Does the right hon. and learned Gentleman recall being advised that interest rate changes should never be made to offset some unfavourable political event? Does he realise that that advice came from the eighth independent adviser, the right hon. Member for Kingston upon Thames (Mr. Lamont)? Was the right hon. Member for Kingston upon Thames justified by anything in his term of office in giving that advice, and what is the Chancellor doing to change a system under which that could have happened?
I have set out quite clearly the grounds on which decisions on monetary policy will be taken. I propose to take decisions in the light of the various criteria that I have set out. It is quite right that they should be taken on the best objective advice and for good economic reasons. We will persevere with that, so I do not think that the right hon. Gentleman will have cause for complaint on that ground in the coming months.

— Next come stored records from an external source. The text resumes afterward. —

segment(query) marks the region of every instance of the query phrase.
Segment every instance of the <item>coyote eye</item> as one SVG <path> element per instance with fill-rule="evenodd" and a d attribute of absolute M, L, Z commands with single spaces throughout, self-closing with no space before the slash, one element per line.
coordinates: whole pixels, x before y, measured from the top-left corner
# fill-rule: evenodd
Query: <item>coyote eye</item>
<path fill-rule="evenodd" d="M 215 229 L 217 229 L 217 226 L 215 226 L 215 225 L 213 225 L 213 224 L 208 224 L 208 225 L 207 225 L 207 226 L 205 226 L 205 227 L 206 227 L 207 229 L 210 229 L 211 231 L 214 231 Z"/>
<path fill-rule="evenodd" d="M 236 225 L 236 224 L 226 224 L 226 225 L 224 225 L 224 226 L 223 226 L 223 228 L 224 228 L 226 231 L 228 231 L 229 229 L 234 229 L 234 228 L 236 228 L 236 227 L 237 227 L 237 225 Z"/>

Will my right hon. and learned Friend take note of the very good advice of his adviser, Professor Patrick Minford, who said on the radio today that, as the Government's policy had brought inflation down to almost zero, it is time for us to consider lowering interest rates so that we can get the jobs going again, which would follow from the Government's admirable effort in killing off inflation?
I know Professor Minford from times gone by. I have met him from time to time and have always listened to his advice with care. I know several members of the panel of forecasters, which my predecessor assembled, and they hold a variety of views. I am waiting to receive all their forecasts. I suspect that there will be a fairly wide range of advice, and I shall take careful regard of all of it.